Attacking a random number generator

In software dealing with security, randomness is often necessary to generate keys or tokens for resetting passwords or identifying sessions. There, randomness is required to be unpredictable for an attacker. However, sometimes developers do not use cryptographically secure pseudo random number generators (CSPRNG) in this scenario. Instead, they utilize faster pseudorandom number generators (PRNG) which are usually used for Monte-Carlo simulations. These PRNGs, such as Python’s random.random() do not offer unpredictability and are random in the sense of no statistical relationships between their outputs.
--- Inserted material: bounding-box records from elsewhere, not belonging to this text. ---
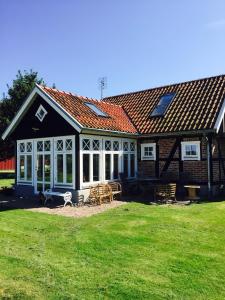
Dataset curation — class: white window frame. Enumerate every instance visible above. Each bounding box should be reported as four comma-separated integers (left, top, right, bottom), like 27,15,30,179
35,104,48,122
80,134,137,189
16,140,34,185
181,141,201,160
16,135,76,192
141,143,156,160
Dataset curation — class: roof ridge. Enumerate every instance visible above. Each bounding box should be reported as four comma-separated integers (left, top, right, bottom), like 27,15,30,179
41,85,123,107
40,85,98,101
103,74,225,102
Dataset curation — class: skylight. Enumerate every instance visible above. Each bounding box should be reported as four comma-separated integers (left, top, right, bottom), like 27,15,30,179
150,93,175,117
85,102,108,117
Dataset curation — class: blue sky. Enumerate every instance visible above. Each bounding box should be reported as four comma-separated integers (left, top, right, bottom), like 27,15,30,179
0,0,225,98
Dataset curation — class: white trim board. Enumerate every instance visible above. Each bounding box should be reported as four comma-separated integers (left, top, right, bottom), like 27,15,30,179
2,84,82,140
214,98,225,133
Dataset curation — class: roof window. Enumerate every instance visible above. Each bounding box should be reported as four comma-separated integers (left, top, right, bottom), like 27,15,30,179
85,102,108,117
150,93,175,117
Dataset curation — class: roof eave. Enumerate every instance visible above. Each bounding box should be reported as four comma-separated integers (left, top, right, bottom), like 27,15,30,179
138,129,217,139
81,127,138,138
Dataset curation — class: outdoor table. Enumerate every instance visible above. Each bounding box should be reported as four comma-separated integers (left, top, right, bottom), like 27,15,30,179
184,185,200,200
44,190,73,206
137,176,161,201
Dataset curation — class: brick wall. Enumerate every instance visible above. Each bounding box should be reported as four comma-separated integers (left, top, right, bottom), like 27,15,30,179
138,137,225,183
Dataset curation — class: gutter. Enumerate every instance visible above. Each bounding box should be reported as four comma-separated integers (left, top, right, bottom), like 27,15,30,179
138,129,216,139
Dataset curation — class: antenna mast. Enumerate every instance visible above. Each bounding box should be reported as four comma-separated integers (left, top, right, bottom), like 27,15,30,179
98,77,107,100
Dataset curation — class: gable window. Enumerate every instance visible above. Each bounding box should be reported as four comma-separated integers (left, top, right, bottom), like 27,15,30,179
150,93,175,117
54,137,74,186
85,102,108,117
141,143,156,160
35,105,47,122
181,141,200,160
80,135,137,187
17,141,33,184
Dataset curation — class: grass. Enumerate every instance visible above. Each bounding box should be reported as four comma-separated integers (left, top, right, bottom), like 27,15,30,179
0,202,225,299
0,179,15,189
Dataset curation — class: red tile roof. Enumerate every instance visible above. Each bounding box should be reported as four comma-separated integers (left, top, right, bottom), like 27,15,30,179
41,75,225,134
103,75,225,134
40,86,137,133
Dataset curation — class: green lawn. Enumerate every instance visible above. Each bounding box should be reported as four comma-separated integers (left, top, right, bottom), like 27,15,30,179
0,202,225,299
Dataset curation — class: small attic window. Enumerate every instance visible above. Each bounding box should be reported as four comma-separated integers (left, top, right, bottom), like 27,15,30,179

Consequently, the question arises how hard it is to attack a common (not cryptographically secure) random number generator. We focus on analyzing the Mersenne Twister MT19937 which is the most widely used PRNG. Our approach uses an SMT solver to clone a given instance of MT19937 given 624 consecutive outputs. This attack succeeds in under ten seconds on commodity hardware. Therefore, we conclude that using a PRNG where a CSPRNG is needed represents a significant risk and may be easily exploitable.

Introduction

In statistical programming, say for Monte-Carlo simulations, random numbers are needed to simulate random events. To achieve this, usually so-called pseudorandom number generators (PRNGs) are used. Contrary to their name these are not random but deterministic algorithms depending on a starting value (seed) that outputs a sequence of numbers that ‘behave randomly’. In particular, the output sequence should be distributed uniformly and have no trivial relationships. This is sufficient for numerical simulations, as numerical simulations do not interact with the PRNG in an adversarial fashion. However, in the case of cryptography this is not enough as an attacker will try to attack the PRNG in order to, e.g., steal money or forge signatures. In cryptography, randomness is important for various tasks such as generating keys for encryption or TLS sessions. The notion of randomness in the field of cryptography is used in the sense that the outputs should be unpredictable. This additional requirement is usually not covered for common PRNGs.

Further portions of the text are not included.